Trennungsabstände für Blitzschutzsysteme
Vergleich SN-EN 62305-3 und SNR 464022
Damit bei einem Blitzeinschlag in ein Gebäude keine Überschläge zwischen dem Blitzschutzsystem und sonstigen leitenden Teilen entstehen, ist zwischen ihnen ein Abstand nötig. Der minimale Abstand hängt dabei von der geforderten Blitzschutzklasse und der jeweiligen Situation ab. Zwei Normen regeln dies in der Schweiz.
In der Schweiz ist die Berechnung des nötigen Trennungsabstands in zwei Normen geregelt. Einerseits gibt es die europäische Norm SN-EN 62305-3:2011, «Blitzschutz – Teil 3: Schutz von baulichen Anlagen und Personen», die die Blitzschutzauslegung sehr ausführlich beschreibt. Für Praktiker, die Anlagen planen oder überprüfen, ist die Anwendung dieser Norm deshalb aufwendig. Damit Blitzschutzsysteme von kleineren Bauten schneller und einfacher erstellt werden können, wurde in der Schweiz eine Vereinfachung der SN-EN eingeführt: die SN-Regel SNR 464022 «Blitzschutzsysteme».
Da der Trennungsabstand in beiden Normen unterschiedlich berechnet wird, müssen sich die Planer von Blitzschutzanlagen überlegen, welche Berechnungsart sie in der Praxis wählen.

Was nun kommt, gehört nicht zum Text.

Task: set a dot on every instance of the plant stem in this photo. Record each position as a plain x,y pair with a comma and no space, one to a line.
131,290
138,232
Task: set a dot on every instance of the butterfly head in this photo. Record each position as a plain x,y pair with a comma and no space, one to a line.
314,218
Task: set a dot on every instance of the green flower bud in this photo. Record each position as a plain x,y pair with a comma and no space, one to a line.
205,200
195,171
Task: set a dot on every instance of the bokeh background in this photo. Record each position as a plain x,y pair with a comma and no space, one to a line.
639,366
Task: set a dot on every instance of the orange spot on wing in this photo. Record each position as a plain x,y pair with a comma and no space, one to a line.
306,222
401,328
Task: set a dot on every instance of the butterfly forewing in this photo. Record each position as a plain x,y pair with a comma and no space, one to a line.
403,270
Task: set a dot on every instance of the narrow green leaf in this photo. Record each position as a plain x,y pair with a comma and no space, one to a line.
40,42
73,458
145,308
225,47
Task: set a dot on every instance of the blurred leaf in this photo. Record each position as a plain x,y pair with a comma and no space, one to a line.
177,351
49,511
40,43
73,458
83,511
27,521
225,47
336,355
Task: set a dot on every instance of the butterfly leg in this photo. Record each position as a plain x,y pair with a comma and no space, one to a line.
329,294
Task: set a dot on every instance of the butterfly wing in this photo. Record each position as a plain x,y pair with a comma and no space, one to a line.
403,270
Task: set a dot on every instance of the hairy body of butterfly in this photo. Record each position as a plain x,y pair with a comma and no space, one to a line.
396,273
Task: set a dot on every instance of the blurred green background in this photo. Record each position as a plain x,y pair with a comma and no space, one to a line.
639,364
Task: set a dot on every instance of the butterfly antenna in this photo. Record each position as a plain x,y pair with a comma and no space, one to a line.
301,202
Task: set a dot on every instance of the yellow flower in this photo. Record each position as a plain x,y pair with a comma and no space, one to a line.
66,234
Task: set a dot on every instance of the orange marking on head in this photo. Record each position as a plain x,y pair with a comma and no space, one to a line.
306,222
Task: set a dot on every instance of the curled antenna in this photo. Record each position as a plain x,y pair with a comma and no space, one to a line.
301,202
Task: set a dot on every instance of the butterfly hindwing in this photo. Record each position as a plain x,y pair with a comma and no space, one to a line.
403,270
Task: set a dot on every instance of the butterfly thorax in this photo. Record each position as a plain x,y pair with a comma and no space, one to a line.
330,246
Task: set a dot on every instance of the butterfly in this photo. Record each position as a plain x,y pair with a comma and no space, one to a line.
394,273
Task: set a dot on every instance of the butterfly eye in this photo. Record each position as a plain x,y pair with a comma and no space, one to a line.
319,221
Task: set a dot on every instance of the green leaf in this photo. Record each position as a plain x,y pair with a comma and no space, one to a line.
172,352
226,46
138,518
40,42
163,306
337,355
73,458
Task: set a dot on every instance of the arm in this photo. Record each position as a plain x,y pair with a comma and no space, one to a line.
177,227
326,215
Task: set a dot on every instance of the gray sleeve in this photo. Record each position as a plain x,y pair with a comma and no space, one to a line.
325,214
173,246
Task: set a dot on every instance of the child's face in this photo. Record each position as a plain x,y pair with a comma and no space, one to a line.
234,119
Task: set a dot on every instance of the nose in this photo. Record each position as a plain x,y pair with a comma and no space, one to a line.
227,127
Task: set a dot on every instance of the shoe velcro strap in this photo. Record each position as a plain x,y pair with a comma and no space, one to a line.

In dieser Untersuchung wurden die Berechnungsmethoden nach SNR und SN-EN anhand verschiedener Auslegungsbeispiele in Bezug auf die resultierenden Trennungsabstände verglichen.
Berechnungsarten der Abstände nach SN-EN
Die SN-EN führt mehrere Methoden auf, um den Trennungsabstand zu berechnen. Die Grundformel ist bei allen Varianten gleich. Sie wird je nach Ansatz erweitert.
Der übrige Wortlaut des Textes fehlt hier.